The rate of returns shown in the chart are used only to illustrate the effects of compound growth rate and is not intended to forecast, imply, or guarantee the future performance of any particular investment of the indices shown, which will vary. The performance data for all of the indices shown assume no commissions, management fees, expenses, taxes or other charges that would have reduced returns, and includes the reinvestment of all distributions.

Name Ticker 1
Month
3
Month
6
Month
YTD 1
Year
3
Year
5
Year
Since
Inception
S&P 500 VIX
Short-Term Futures
2x Daily Bull ETF
HVU -42.65% -70.29% -80.16% -42.65% -97.32% -86.63% -89.40% -86.98%
S&P 500 VIX
Short-Term
Futures Index
SPVXSP -23.74% -43.33% -51.97% -23.74% -79.58% -53.67% -58.88% -54.48%
CBOE VIX Index® VIX -14.60% -29.72% 1.01% -14.60% -40.64% -13.31% -9.20% -6.36%

Source: Bloomberg, between December 15, 2010 and January 31, 2017.
Performance greater than one year is annualized.
The indicated rates of return are the historical annual compounded total returns including changes in per unit value and reinvestment of all dividends or distributions and do not take into account sales, redemption, distribution or optional charges or income taxes payable by any securityholder that would have reduced returns. The rates of return shown in the table are not intended to reflect future values of the ETF or returns on investment in the ETF. Only the returns for periods of one year or greater are annualized returns.

Investment Objectives:

BetaPro S&P 500 VIX Short-Term Futures™ 2x Daily Bull ETF (HVU): Seeks investment results, before fees, expenses, distributions, brokerage commissions and other transaction costs that endeavour to correspond to the performance of the S&P 500 VIX Short-Term Futures Index™. Any U.S. dollar gains or losses as a result of the ETF’s investment will be hedged back to the Canadian dollar to the best of the ETF’s ability.
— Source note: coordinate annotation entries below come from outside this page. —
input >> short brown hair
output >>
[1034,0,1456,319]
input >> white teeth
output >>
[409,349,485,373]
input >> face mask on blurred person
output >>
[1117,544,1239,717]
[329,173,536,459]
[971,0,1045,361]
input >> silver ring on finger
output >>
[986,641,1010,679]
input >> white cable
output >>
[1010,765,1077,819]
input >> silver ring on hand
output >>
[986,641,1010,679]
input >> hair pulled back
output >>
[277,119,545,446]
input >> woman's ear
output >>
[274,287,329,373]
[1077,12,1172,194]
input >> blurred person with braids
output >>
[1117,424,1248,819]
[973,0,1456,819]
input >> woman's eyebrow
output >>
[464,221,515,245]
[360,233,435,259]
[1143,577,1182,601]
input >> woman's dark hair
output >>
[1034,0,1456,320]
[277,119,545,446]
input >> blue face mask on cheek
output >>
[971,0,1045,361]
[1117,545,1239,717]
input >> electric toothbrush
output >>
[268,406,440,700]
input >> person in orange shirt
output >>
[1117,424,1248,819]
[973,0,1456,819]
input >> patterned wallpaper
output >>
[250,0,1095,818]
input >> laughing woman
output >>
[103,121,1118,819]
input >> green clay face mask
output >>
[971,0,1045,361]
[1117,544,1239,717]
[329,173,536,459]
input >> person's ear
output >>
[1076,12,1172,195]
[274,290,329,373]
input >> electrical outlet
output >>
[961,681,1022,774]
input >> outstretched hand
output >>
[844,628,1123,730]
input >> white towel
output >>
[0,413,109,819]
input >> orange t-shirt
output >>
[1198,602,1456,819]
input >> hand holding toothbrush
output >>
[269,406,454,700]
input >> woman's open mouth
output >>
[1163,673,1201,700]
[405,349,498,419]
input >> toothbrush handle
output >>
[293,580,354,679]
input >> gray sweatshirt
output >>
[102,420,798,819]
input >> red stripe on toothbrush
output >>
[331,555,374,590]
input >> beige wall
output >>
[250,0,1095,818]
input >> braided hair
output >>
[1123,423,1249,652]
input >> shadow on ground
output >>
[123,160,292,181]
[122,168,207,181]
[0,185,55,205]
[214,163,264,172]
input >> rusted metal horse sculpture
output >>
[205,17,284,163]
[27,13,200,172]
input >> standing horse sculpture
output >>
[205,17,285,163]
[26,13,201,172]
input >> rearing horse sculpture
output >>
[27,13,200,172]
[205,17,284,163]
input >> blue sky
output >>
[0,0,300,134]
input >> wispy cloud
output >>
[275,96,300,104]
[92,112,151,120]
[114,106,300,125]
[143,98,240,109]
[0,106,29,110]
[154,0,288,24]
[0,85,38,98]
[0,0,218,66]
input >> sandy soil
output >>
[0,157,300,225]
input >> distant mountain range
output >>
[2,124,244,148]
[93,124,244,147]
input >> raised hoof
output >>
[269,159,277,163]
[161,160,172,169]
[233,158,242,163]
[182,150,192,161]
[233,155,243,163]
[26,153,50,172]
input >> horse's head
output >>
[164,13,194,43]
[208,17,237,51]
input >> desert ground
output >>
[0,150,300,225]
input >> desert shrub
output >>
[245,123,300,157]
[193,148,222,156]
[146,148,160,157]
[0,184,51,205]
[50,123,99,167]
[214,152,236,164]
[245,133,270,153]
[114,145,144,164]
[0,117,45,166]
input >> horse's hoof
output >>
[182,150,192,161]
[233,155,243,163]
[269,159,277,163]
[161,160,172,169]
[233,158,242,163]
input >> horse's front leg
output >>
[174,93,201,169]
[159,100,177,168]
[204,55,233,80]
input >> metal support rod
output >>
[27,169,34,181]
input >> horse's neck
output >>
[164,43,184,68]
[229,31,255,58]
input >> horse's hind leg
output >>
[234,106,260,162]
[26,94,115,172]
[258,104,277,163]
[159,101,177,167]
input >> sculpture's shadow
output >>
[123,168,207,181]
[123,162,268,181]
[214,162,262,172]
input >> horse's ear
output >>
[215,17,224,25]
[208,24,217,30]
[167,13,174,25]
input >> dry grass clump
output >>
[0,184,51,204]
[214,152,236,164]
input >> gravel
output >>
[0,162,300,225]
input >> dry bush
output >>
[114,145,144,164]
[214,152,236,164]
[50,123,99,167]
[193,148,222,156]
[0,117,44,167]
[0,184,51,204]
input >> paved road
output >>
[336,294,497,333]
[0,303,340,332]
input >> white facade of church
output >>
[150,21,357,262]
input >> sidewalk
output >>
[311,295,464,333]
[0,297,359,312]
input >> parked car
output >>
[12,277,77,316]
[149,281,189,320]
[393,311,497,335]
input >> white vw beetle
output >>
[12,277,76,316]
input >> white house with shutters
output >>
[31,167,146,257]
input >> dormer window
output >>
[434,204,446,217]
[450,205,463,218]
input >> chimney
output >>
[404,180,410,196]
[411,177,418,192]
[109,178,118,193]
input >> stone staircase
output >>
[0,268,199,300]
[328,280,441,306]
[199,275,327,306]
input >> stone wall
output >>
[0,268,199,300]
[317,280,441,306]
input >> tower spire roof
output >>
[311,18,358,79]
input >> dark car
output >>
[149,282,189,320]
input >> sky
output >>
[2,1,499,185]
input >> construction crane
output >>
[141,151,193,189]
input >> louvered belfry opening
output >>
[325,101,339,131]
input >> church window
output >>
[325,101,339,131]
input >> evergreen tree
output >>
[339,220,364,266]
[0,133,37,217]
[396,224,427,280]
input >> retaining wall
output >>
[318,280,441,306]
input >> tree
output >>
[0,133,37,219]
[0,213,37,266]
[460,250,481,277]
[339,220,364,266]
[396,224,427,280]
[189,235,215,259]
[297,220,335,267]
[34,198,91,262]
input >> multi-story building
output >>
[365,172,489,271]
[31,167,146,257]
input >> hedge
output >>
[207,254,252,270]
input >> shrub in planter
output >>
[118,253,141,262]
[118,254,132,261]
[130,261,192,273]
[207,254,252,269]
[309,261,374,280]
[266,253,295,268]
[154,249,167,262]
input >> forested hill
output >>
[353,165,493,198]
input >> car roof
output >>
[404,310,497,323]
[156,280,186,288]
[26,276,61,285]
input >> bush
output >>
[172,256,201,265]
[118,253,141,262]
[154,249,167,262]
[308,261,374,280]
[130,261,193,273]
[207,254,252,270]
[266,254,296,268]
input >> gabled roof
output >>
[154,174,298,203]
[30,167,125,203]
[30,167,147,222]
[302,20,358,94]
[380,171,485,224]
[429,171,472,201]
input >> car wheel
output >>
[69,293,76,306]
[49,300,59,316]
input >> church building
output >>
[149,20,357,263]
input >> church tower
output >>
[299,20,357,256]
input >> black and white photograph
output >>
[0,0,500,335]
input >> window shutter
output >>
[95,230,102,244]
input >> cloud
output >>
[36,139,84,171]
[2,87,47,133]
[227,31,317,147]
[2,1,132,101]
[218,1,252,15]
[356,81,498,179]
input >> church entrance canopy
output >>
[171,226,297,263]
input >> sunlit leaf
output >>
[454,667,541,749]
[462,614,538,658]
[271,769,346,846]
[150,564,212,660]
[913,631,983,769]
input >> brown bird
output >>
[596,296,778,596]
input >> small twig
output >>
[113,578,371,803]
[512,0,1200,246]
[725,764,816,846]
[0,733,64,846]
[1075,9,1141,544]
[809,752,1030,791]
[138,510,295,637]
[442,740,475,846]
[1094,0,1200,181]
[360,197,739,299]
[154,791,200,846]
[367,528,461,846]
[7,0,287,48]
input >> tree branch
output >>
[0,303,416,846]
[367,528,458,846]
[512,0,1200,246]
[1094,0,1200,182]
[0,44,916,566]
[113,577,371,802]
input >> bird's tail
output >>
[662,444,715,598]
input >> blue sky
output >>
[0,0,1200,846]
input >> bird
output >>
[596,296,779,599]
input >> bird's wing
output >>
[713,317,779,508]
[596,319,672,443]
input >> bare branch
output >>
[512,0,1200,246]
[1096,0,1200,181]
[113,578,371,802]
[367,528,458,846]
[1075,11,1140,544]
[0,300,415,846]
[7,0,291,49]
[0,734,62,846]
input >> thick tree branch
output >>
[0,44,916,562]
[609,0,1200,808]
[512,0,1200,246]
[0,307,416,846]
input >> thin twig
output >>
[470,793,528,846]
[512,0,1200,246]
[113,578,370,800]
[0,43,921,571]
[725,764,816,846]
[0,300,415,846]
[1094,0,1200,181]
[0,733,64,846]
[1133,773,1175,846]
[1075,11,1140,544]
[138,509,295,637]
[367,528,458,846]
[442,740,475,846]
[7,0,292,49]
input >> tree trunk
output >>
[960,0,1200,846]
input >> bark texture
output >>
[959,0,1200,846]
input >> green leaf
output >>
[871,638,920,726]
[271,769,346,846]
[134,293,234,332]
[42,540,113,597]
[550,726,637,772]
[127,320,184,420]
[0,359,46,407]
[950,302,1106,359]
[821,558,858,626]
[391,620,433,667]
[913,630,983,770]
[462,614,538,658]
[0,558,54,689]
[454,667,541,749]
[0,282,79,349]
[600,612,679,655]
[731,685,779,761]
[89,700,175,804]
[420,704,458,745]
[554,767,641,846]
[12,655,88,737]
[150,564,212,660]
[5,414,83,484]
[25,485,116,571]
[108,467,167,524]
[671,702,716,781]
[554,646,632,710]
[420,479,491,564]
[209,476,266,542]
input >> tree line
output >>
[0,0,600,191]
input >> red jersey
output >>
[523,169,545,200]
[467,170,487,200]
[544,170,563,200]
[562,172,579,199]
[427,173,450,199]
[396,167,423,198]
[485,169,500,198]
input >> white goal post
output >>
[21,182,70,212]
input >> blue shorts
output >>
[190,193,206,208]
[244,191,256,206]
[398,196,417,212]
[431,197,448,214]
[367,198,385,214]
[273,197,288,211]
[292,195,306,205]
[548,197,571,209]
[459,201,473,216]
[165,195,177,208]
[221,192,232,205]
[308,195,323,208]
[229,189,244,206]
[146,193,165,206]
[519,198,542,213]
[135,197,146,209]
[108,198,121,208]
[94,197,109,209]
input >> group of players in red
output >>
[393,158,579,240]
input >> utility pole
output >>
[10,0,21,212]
BetaPro S&P 500 VIX Short-Term Futures™ ETF (HUV): Seeks daily investment results, before fees, expenses, distributions, brokerage commissions and other transaction costs that endeavour to correspond to two times (200%) the daily performance of the S&P 500 VIX Short-Term Futures Index™. Any U.S. dollar gains or losses as a result of the ETF’s investment will be hedged back to the Canadian dollar to the best of the ETF’s ability.

BetaPro S&P 500 VIX Short-Term Futures™ Daily Inverse ETF (HVI): Seeks daily investment results, before fees, expenses, distributions, brokerage commissions and other transaction costs that endeavour to correspond to the inverse (opposite) of the daily performance of the S&P 500 VIX Short-Term Futures Index™. Any U.S. dollar gains or losses as a result of the ETF’s investment will be hedged back to the Canadian dollar to the best of the ETF’s ability.